Project Type: AI Engineering

  • Local RAG

    Local RAG

    Local RAG application UI
    Local RAG UI — file upload sidebar, local model selector (phi4:14b), and search interface.

    Local RAG is a fully local AI-powered document processing and search system. A robust Retrieval-Augmented Generation application using Ollama local models and FAISS for efficient document processing and semantic search — designed for private enterprise data that never leaves the network.

    Stack

    Python, FastAPI, React.js, Ollama, FAISS, Sentence Transformers, LangChain-style retrieval, OCR.

    Status

    Active — work in progress. Functional end-to-end, with ongoing refinement of features and error handling.

    Key features

    • Multi-format document processing — PDF, DOCX, CSV, Excel, XML, and images.
    • Semantic search with content-type awareness — intelligent document understanding.
    • Batch processing for large files and many documents at once.
    • Rate limiting and error handling for reliable API performance.
    • Automatic backup and recovery for data integrity.
    • Query expansion and results reranking for better search relevance.
    • Faceted search — filter and navigate results.
    • OCR support for extracting text from images and PDFs.
    • Progress tracking and webhook notifications for long-running tasks.

    Architecture

    A two-tier system: a Python FastAPI backend handling document ingestion, chunking, embeddings, FAISS vector storage, and LLM orchestration via Ollama; and a React.js frontend providing the chat interface, file upload, model selection, and search UX. All inference runs locally — no data is sent to external APIs.
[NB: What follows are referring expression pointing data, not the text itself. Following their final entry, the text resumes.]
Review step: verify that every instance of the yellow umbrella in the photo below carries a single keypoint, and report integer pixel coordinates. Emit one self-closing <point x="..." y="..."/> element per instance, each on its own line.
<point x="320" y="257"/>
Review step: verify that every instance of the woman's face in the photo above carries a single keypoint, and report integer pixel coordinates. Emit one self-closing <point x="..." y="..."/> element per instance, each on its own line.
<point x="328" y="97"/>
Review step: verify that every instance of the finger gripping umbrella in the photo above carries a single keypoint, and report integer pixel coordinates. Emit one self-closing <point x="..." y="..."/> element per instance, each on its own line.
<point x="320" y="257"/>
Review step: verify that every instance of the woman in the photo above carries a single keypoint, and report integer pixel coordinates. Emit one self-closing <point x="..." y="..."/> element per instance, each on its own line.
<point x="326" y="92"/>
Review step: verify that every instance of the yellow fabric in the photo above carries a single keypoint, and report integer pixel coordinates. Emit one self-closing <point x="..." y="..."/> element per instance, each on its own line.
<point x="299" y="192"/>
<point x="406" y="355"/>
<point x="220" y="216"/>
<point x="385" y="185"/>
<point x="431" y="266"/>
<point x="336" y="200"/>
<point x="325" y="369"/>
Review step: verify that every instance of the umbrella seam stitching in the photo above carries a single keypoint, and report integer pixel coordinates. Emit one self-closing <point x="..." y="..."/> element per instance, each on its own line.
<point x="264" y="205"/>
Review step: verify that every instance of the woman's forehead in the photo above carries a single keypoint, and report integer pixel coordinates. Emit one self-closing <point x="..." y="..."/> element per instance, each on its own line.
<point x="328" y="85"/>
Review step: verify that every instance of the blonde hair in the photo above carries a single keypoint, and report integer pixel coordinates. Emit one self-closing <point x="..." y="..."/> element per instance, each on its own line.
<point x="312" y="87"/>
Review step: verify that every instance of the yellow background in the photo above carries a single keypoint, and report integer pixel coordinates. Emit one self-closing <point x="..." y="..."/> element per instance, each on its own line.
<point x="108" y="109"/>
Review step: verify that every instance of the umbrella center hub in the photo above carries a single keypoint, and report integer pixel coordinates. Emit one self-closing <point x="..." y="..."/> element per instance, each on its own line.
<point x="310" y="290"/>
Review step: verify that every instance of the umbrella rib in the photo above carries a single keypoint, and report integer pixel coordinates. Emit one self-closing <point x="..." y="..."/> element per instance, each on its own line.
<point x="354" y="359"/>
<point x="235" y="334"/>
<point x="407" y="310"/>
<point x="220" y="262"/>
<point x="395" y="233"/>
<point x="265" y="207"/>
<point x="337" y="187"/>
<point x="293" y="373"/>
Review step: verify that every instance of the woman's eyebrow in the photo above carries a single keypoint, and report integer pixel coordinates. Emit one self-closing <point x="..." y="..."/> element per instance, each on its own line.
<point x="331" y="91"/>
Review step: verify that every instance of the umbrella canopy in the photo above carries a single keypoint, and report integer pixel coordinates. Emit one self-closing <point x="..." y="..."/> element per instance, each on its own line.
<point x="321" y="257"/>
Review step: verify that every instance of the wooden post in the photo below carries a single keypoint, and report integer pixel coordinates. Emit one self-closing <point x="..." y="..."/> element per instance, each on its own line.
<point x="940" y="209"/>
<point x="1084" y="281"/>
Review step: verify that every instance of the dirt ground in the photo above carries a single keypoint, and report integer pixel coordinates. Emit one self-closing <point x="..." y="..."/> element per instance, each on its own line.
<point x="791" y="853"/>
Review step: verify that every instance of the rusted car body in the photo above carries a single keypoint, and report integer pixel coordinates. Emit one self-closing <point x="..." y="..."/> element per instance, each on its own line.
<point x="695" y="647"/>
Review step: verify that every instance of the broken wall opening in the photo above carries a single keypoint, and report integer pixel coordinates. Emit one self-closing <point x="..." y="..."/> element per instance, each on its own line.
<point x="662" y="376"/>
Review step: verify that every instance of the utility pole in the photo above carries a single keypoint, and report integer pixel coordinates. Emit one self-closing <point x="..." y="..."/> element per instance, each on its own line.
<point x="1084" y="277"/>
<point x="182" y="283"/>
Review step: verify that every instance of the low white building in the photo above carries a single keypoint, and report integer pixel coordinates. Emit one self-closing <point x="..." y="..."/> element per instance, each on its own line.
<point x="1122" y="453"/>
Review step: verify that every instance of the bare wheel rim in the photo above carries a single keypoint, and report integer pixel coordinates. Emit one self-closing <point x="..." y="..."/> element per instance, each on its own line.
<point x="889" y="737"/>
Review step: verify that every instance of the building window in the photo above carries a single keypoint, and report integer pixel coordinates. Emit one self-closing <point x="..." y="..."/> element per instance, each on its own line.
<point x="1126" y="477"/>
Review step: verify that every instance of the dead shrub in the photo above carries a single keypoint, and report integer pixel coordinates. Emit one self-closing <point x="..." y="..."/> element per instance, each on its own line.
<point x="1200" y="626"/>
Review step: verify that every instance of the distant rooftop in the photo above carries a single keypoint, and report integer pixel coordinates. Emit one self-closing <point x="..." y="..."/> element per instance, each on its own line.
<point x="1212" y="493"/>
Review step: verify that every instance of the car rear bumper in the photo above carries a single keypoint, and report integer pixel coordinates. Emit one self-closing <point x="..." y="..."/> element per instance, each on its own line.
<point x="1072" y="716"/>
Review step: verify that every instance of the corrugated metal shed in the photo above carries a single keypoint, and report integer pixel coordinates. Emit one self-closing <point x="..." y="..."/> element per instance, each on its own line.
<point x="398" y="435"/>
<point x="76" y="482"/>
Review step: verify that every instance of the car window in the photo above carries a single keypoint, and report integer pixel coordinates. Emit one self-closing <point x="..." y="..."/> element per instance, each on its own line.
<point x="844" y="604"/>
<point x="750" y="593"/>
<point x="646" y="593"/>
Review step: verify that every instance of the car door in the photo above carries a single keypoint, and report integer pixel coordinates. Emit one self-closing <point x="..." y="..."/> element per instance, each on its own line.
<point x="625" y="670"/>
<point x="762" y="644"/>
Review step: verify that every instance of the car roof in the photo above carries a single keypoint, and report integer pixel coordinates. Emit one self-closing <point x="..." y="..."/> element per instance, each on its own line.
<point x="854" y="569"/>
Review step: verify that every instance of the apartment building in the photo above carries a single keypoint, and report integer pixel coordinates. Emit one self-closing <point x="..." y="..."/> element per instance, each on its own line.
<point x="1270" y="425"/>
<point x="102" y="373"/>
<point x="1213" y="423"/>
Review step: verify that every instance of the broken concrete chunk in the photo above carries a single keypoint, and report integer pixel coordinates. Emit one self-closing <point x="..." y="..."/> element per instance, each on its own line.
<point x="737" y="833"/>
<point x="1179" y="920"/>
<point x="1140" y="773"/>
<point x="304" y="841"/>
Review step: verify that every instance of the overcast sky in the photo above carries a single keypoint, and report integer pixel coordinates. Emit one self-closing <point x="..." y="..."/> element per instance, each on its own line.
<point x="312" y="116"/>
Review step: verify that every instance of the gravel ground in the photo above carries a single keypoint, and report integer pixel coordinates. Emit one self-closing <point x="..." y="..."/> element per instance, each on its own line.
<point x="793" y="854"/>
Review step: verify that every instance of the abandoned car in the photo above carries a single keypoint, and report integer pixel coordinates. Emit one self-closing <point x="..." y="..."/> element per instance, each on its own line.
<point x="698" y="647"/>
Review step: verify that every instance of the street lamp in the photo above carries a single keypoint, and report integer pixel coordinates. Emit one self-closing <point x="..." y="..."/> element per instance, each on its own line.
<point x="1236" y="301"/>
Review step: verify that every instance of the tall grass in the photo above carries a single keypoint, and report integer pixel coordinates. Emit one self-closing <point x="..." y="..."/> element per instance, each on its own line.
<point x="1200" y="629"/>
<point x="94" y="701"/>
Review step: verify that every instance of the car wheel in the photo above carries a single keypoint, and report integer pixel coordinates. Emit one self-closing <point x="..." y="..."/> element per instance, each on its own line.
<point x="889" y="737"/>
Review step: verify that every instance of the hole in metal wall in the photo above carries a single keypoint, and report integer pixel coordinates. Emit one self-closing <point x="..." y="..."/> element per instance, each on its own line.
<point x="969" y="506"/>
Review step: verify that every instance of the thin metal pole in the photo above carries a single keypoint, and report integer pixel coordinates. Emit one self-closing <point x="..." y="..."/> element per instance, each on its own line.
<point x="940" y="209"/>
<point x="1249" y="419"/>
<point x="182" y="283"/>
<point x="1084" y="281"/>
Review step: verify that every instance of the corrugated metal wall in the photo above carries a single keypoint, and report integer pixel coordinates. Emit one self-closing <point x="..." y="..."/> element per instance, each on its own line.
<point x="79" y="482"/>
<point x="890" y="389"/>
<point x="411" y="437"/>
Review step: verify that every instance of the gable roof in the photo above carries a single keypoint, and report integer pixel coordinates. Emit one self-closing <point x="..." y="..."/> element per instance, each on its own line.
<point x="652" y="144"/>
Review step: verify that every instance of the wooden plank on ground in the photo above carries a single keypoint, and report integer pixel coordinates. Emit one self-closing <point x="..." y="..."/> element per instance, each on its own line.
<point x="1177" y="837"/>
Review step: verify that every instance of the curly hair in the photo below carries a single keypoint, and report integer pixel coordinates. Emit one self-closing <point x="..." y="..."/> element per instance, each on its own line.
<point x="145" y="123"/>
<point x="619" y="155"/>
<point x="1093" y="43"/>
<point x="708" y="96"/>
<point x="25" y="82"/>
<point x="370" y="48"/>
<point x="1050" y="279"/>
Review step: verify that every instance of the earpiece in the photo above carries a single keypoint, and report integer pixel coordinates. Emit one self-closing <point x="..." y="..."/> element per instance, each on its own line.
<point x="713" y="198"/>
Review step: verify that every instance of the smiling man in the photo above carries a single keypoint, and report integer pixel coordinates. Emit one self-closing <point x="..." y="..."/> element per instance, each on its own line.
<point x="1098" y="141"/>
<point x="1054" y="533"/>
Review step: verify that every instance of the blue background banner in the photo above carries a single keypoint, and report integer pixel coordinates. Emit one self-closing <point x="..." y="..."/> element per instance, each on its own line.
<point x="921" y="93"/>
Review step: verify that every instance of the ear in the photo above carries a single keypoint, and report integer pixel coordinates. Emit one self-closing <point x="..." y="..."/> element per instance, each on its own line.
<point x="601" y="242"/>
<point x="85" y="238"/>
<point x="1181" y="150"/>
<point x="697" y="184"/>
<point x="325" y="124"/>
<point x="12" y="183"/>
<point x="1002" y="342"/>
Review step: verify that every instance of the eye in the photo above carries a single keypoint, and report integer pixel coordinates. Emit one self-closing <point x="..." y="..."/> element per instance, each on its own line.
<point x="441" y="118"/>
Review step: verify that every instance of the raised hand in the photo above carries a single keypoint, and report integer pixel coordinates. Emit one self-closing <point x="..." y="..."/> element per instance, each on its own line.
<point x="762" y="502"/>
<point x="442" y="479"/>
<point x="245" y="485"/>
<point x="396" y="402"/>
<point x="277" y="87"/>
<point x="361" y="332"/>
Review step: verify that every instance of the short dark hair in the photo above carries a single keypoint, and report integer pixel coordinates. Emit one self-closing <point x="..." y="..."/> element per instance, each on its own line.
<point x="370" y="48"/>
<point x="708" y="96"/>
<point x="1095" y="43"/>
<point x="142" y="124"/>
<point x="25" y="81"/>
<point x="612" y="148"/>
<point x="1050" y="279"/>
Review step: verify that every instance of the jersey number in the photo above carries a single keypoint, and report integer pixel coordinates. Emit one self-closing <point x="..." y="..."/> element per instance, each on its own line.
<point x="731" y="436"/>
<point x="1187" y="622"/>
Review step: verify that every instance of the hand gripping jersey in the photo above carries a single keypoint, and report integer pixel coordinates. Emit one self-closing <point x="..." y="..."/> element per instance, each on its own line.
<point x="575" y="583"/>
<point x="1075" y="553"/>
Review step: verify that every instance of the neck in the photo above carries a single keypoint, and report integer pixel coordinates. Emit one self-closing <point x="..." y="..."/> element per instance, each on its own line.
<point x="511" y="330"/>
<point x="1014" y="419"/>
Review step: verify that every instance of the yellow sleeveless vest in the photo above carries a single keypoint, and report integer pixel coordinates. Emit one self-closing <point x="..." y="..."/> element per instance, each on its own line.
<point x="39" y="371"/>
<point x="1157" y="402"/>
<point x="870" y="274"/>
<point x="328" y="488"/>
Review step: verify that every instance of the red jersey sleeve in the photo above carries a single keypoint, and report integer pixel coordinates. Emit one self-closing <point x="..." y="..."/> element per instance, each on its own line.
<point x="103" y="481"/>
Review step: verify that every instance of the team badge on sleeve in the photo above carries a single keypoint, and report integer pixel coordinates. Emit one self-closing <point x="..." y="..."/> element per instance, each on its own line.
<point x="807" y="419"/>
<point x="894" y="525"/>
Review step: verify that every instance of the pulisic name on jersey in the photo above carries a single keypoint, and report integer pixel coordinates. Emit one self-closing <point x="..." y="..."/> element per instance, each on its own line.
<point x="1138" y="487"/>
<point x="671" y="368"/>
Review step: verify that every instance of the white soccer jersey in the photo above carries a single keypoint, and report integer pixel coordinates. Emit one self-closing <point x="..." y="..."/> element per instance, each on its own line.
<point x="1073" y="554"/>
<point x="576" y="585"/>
    The processing pipeline: document loader → chunker → local embedding model → FAISS vector store → retriever → local LLM via Ollama (for example, deepseek-r1:8b or phi4:14b).

    System requirements

    • OS: Windows 10/11, macOS, or Linux
    • CPU: 4+ cores recommended
    • RAM: Minimum 8GB, 16GB+ recommended for large documents
    • Storage: 10GB+ free space for application and models
    • GPU: Required, at least 4GB dedicated GPU RAM for model inference

    Key learnings

    • Local-first RAG is viable end-to-end with Ollama + FAISS — no cloud dependency required for private enterprise data.
    • Content-type aware chunking and reranking matter more than embedding model choice for mixed document corpora.
    • Batch processing and progress tracking are essential for usable enterprise workflows on large document sets.

    Repository

    GitHub repo: github.com/PowerAI-Labs/LocalRAG · Licensed under MIT.